Dalam APBN 2023, target penerimaan perpajakan (pajak, kepabeanan, dan cukai) adalah Rp 2.021,2 triliun, tertinggi sepanjang sejarah. Jumlah tersebut setara dengan 82,06% dari total penerimaan negara dan hibah.

Sumber: Badan Pemeriksa Keuangan

Tanpa setoran pajak, negara tidak punya modal untuk mendanai berbagai program dan proyek pembangunan yang hasilnya bisa dinikmati masyarakat. Misalnya subsidi, yang dibutuhkan untuk menjaga agar harga Bahan Bakar Minyak (BBM) tidak melonjak tinggi saat harga minyak dunia melesat.

Mengacu Keputusan Menteri ESDM No 62.2020, harga keekonomian BBM jenis Pertalite (RON92) adalah 99,21% dari Mean Oil Platts Singapore (MOPS) atau Argus Mogas 92. Harga MOPS untuk pengiriman Februari 2023 adalaah US$ 107,57/barel.

Satu barel setara dengan 158,99 liter sehingga harga MOPS ekuivalen US$ 0,67/liter. Sepanjang bulan ini, rata-rata kurs rupiah terhadap dolar Amerika Serikat (AS) adalah Rp 15.123,74/US$. Jadi harga keekonomian Pertalite ada di Rp 10.132,91/liter.

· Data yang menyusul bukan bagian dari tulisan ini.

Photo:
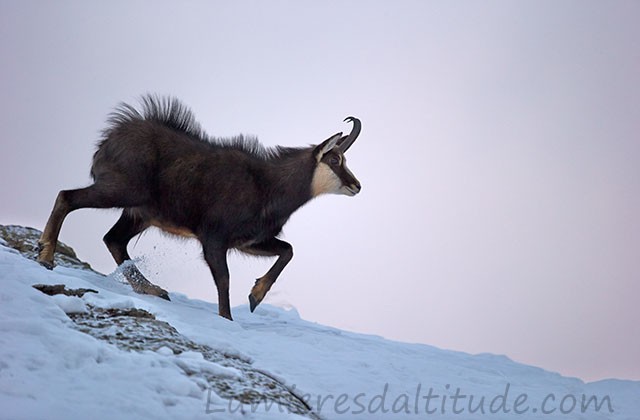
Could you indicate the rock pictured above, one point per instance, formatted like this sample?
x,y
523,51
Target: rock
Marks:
x,y
25,240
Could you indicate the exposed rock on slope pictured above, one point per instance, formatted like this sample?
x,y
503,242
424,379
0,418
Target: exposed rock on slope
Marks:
x,y
230,376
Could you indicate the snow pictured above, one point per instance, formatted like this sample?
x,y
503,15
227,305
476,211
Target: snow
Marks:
x,y
50,369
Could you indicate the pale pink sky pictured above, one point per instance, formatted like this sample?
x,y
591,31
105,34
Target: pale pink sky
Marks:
x,y
499,156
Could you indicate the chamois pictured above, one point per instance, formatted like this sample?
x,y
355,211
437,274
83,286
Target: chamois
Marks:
x,y
163,170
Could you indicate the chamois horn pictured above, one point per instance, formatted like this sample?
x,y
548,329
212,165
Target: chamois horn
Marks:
x,y
347,141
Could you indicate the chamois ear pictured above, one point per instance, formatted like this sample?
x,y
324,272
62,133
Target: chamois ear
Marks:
x,y
321,149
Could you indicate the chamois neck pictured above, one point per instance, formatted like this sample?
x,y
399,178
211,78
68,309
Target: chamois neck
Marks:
x,y
292,174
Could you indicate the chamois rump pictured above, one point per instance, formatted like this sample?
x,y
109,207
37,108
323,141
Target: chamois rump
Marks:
x,y
163,170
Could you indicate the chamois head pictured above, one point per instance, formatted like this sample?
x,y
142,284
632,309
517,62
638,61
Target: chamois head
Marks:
x,y
331,175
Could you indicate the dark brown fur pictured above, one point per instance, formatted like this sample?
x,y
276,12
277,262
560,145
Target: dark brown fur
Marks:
x,y
164,171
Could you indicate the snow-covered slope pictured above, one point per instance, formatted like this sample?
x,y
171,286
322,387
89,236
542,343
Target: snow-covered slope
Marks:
x,y
117,354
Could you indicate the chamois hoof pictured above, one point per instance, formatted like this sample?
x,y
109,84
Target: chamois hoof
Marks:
x,y
253,303
46,264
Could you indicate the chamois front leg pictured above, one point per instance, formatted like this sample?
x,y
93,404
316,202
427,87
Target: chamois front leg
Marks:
x,y
268,248
216,258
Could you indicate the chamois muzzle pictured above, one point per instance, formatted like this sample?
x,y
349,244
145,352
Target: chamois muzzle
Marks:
x,y
346,142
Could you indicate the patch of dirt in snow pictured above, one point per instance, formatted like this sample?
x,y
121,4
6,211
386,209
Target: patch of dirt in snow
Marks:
x,y
229,375
25,240
138,330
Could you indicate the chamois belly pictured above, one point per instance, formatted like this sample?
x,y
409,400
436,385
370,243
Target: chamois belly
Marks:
x,y
172,229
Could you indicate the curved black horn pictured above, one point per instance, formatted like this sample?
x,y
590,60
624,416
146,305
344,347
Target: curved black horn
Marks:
x,y
347,141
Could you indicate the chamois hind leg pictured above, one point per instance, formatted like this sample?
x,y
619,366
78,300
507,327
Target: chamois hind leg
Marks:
x,y
216,257
268,248
94,196
128,226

Namun harga itu belum termasuk Pajak Pertambahan Nilai (PPN) 11% dan Pajak Bahan Bakar Kendaraan Bermotor (PBBKB) 5%. Jadi harga jual Pertalite harusnya adalah Rp 11.753,72/liter.

Saat ini masyarakat bisa membeli Pertalite seharga Rp 10.000/liter. Selisihnya dibayarkan oleh negara dalam bentuk subsidi. 

Dalam APBN 2023, anggaran subsidi dan kompensasi energi mencapai Rp 339 triliun yang uangnya datang dari para pembayar pajak. Tanpa kontribusi wajib pajak, maka harga BBM akan lebih mahal sehingga membuat inflasi meninggi.

Tahun lalu, inflasi di Indonesia tercatat 5,51%. Ini adalah yang terendah kedua di antara negara-negara ASEAN-5, salah satunya karena harga BBM yang masih relatif terjangkau meski sempat ada kenaikan.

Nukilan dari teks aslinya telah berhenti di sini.